3. Organize Periodic Physical Meet-Ups
Most of us have discovered the wonders of video conferencing in recent years. We’ve also developed new social norms, thanks to the likes of Zoom, Microsoft Teams, and others platform providers. But although we often rely on digital technology to close the distance between people, nothing can replace in-person interaction.
Therefore, to drive remote team success, try investing in periodic face-to-face meet-ups. The ideal frequency will vary depending on multiple factors. For example, you’ll want to consider the nature of work and the geographic footprint of your team members. If everyone in your group is located in the same city, meet-ups could be more frequent than for those in different cities, states, countries, or continents.
Regardless, every manager should ensure that each meet-up offers a balanced mix of work endeavors and recreation. This will help everyone feel more connected and energized throughout the session and beyond.
Do You Manage a Distributed Team?

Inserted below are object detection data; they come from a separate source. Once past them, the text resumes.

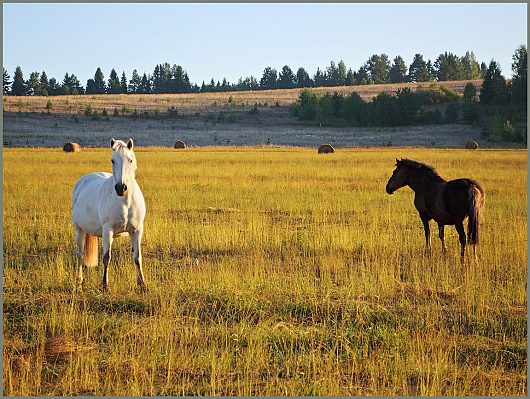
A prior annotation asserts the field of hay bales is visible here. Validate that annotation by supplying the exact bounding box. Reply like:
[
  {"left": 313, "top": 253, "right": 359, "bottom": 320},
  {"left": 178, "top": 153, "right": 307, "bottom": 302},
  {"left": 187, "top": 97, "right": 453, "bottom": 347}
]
[
  {"left": 4, "top": 80, "right": 482, "bottom": 116},
  {"left": 3, "top": 147, "right": 527, "bottom": 396}
]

What’s Your Next Move?
No plan or approach is bulletproof, mind you. But one thing is certain. If you incorporate these measures into your daily business practices, you will significantly improve the chance that you’ll reduce the distance between distributed team members. After all, it’s likely you’ve heard another popular quote:
“Out of sight, out of mind.”
For any leader seeking success in today’s hyper-competitive business world, this is a key issue you will want to avoid, no matter where your team members are located. So, go ahead. I encourage you to try these ideas to defeat “distance” across your organization. And don’t forget to share your experience!